One of my favorite desserts in town is the peanut butter crunch bar of sorts at Dante. Normally, I opt for cheese for dessert but make an exception for this little bit of heaven. The woman behind the fabulous dessert, along with many others, is pastry chef Wendy Thompson.
1. What are the top 5 spices every kitchen should have? Cinnamon, nutmeg, cardamom, star anise and ginger are a must to me.
2. What is your favorite and least favorite thing to bake? Least favorite thing to bake is macaroons – they are temperamental. Sometimes they come out beautiful and other times they will crack on top. My favorite thing to bake is cupcakes; they always put a smile on my face.
3. What is your favorite and least favorite thing about Cleveland? Favorite thing is the diversity. I live in the heart of Cleveland and love it! Least favorite is that I wish there were more big businesses willing to stay in the city. I really think it would help promote Cleveland’s growth and stabilize the economy.
4. Favorite restaurant? Dante of course! Plus, I really appreciate what some of these chefs are doing to help put Cleveland on the map, including Jonathan Sawyer, Rocco Whalen, Karen Small, Michael Symon and Doug Katz. All are favorites of mine.
5. What restaurant do you miss? Silver Grille in Higbee’s. My grandmother used to take us downtown during Christmas and we would eat there. You always got a cardboard stove to take home.
6. Any hidden gems Clevelanders have yet to discover? I would have to say that the Detroit Shoreway is the thing to watch. It really is being built up. There are three theaters including a Cleveland public theatre where the locals can showcase their talent plus they do a lot of educational programs with young kids as well. Capital Theatre has one section that shows independent films and documentaries and Near West has a lot of musical productions.
7. You’re having a dinner party, top 5 songs on your play list? I would have to let my fiancé pick the music. The only thing on my iPod is books on tape. I know, I’m a big dork.
8. At that same dinner party, what are you serving for dessert? I love childhood favorites and would probably serve homemade ice cream sandwiches.
9. What is the best dessert you have ever had? It’s actually one on the menu right now. It’s a brown sugar date cake served with mascarpone mousse; poach pears and black pepper walnut brittle. Everyone needs to have it. When I had my first bite, I was blown away.
10. What is the secret to baking? Patience. You cannot rush baking no matter what.
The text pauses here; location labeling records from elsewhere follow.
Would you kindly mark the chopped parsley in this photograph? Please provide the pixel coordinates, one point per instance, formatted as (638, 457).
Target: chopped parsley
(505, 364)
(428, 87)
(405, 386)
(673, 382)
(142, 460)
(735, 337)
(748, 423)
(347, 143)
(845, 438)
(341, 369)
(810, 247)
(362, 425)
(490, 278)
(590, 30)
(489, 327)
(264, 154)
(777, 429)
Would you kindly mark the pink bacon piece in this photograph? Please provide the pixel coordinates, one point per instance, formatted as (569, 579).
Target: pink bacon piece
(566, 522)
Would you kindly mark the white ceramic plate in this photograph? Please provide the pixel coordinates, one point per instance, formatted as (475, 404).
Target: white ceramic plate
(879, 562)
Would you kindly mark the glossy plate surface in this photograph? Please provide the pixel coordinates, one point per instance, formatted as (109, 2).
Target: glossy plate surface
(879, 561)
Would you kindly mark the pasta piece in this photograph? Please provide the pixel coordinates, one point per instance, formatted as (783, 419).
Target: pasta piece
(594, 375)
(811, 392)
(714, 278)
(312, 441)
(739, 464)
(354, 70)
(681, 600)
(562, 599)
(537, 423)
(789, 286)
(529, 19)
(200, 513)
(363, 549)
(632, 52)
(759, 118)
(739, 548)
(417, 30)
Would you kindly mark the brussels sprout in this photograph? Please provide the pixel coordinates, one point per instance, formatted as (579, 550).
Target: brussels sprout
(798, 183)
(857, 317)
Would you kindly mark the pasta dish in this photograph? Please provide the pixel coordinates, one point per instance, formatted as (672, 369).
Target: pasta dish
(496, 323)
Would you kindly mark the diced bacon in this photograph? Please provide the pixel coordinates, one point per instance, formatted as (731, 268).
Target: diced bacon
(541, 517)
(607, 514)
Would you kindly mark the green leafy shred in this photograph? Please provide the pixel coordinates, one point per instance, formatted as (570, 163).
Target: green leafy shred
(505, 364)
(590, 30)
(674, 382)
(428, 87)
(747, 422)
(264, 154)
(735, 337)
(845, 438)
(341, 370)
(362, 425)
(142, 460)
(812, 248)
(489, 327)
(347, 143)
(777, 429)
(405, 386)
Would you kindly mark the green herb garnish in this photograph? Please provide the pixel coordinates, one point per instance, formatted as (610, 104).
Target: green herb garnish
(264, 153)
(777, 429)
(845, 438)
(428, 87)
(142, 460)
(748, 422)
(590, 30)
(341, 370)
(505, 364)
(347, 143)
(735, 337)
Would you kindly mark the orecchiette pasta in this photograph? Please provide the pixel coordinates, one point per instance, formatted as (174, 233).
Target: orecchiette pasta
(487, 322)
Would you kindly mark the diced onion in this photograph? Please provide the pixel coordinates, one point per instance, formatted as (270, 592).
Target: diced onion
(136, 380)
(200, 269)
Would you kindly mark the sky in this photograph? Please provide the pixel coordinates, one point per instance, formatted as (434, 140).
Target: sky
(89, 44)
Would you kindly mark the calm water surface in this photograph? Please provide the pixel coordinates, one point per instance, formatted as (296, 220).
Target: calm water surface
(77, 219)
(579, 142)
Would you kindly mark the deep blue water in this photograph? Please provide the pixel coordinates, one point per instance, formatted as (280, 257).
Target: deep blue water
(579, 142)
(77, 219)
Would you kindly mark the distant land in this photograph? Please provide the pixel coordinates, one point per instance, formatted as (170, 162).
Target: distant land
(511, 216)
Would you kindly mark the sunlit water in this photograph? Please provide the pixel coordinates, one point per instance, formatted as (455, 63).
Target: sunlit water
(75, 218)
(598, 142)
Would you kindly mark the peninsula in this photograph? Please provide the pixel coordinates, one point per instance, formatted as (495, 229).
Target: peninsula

11. Most famous person you have ever baked for? Bill Clinton, who was just recently in. It was really cool – how many times can you say you shook a presidents hand?
12. Favorite ice cream? Pistachio
13. Favorite guilty pleasure? Purple Sweetarts.
14. What was your first job? My first real job was at Heinen’s in the meat department. I was the only girl that could handle the smell. I worked there through high school and college; it was a great place to work.
15. What is your favorite tool in the kitchen? It’s a heatproof spatula, but only if none of the cooks have used it because once they do, it is useless to me. The smell of garlic and onions is a killer to any dessert.
16. If you could bake for one person, real or dead, who would it be? I would have to say the Cookie Monster. Why not turn him onto brownies?
17. What is one foolproof dessert anyone could make? I love classic, retro desserts. Get a glass bowl, fill it with diced pound cake, vanilla and/or chocolate pudding, layer strawberries or raspberries, and keep layering until you get to the top. Finish with whipped cream and chocolate shavings. You can do it ahead of time (even the night before) and then you don’t have to worry about it.
18. Duncan Hines or Betty Crocker? Neither. I pick Pillsbury. You have to love the fluffy guy.
19. If you weren’t a pastry chef, what would you be doing? I would have a whole bunch of jobs. I would take on something that interests me and move on after I learned that craft. For example, I really want to learn to upholster furniture.